Ihr Unternehmen ist auch in Asien aktiv. Sind bestimmte asiatische Länder bei der Energiewende hin zu Wasserstoff weiter als Europa? Und wenn ja: Woran liegt das Ihrer Meinung nach?

Asiatische Länder verfolgen einen anderen Ansatz als Deutschland. Insbesondere Indien und China gehen einen sehr eigenen Weg: Besonders China investiert massiv in erneuerbare Energien und hat bereits mehr erneuerbare Energiekapazitäten als Europa und die USA zusammen. Der Ausbau erneuerbarer Energien in China ist beeindruckend. Obwohl der Solarenergieanteil derzeit bei 20 Prozent liegt, wird dieser in den nächsten zwei Jahren voraussichtlich auf das Niveau Deutschlands steigen. Und ab dann wird uns China abhängen.

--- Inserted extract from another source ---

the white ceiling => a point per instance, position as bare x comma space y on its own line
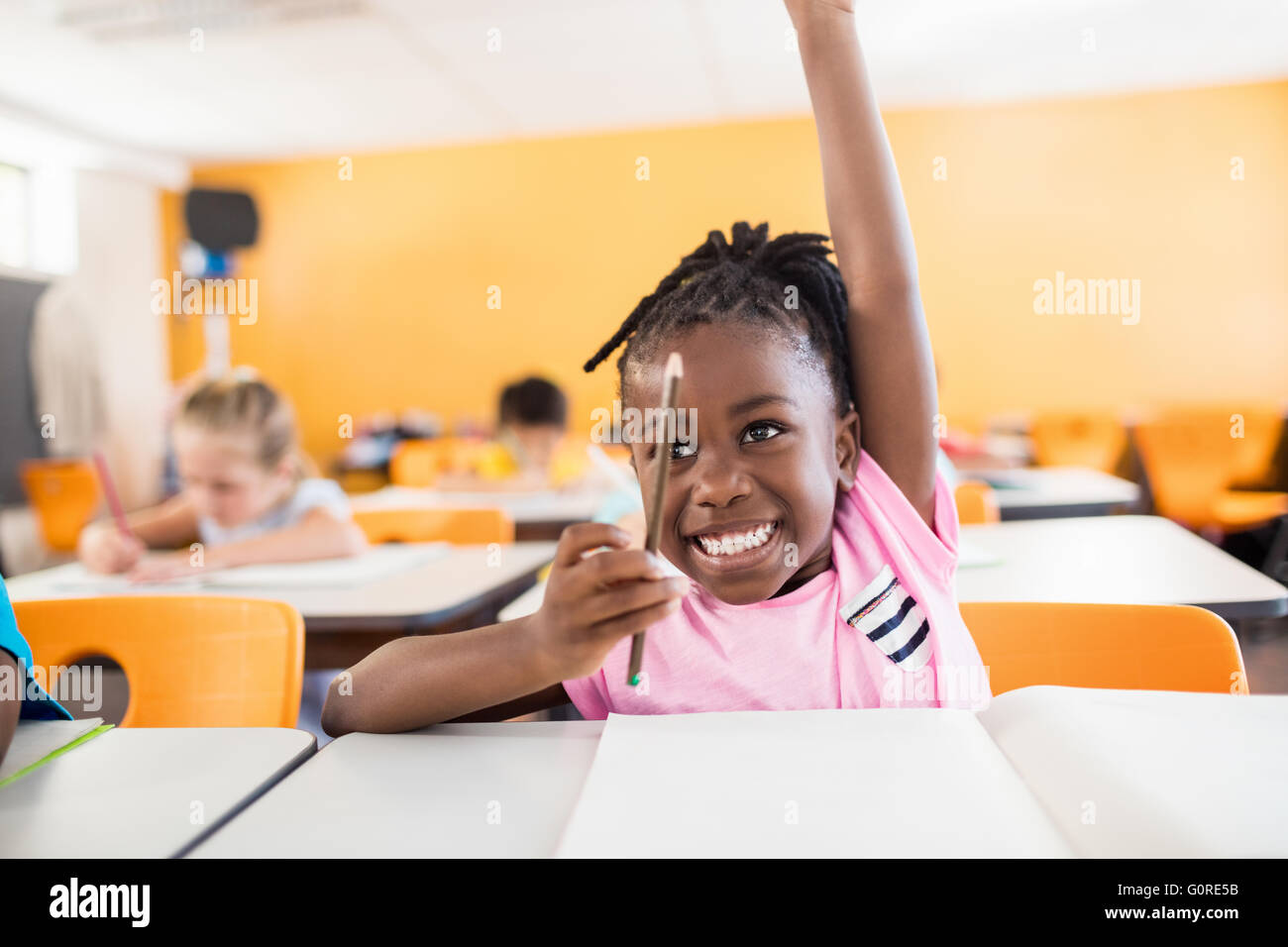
382, 73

Auch Indien hat erkannt, dass grüner Wasserstoff ein bedeutender Schritt für zukünftiges Wachstum ist. Das Land investiert selbst massiv in eine eigene Elektrolyse-Industrie. Ähnlich wie China, verfolgt auch Indien die Strategie, die Technologien selbst zu besitzen, statt zu importieren. Das bedeutet, dass sie auch die Geräte für die Wasserstoffenergieerzeugung selbst herstellen wollen. Aus europäischer Wirtschaftsperspektive birgt das erhebliche Risiken, weil der hohe interne Bedarf dieser Volkswirtschaften und das kostenorientierte Verhalten zu sehr aggressiven Preisen führen wird. Schließlich werden die dortigen Hersteller nach Europa drängen.

Zuletzt: Können Sie uns Ihre Reise vom Geschäftsführer einer Softwarefirma zum erfolgreichen Unternehmer für grüne Energie, als CEO in Doppelspitze, kurz schildern? Was waren Ihre größten Meilensteine in den letzten 8 Jahren?

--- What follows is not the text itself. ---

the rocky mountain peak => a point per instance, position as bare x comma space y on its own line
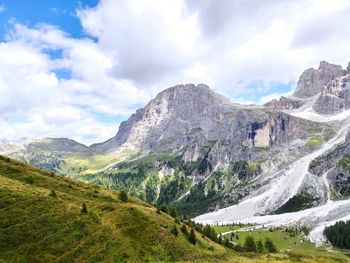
313, 80
176, 110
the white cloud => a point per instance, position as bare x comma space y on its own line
243, 49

In meiner Zeit als Geschäftsführer einer Softwarefirma haben wir wegweisende Technologien in der Audio- und Videokompression entwickelt und innovative Apps geschaffen, als die meisten Menschen noch nicht einmal wussten, was eine App ist. Ich hatte das Glück, zweimal zu den Pionieren neuer Entwicklungen zu gehören und diese maßgeblich mitzugestalten. Im Jahr 2011 habe ich meine Firma verkauft und plante, mich 2013 zurückzuziehen, um in Nord-Thailand ein energieautarkes Eigenheim zu bauen. Während dieses Umbruchs bin ich auf das Thema grüner Wasserstoff gestoßen, das zu diesem Zeitpunkt am Anfang seiner Entwicklung stand. In den letzten 8 Jahren haben wir bedeutende Meilensteine mit unseren Elektrolyseuren erreicht. Ich bin CEO, aber wir haben eine Doppelspitze. Ich teile mir die Geschäftsführung. Mein CEO-Kollege, Herr Dr. Juergen Laakmann, hat mich zunächst mehrere Monate als Interim Manager unterstützt. Das hat sehr gut funktioniert und wir konnten ihn überzeugen, bei uns als CEO einzusteigen.

Wie kommt’s?

Die Entscheidung, einen erfahrenen Interim Manager an meiner Seite zu haben, wurde durch das Advisory Board empfohlen, das feststellte, dass u.a. alleiniges Führen des Unternehmens von Thailand aus möglicherweise nicht die beste Idee sei. Diese Empfehlung habe ich gerne akzeptiert – und die Zusammenarbeit hat sich als erfolgreiche Ergänzung erwiesen.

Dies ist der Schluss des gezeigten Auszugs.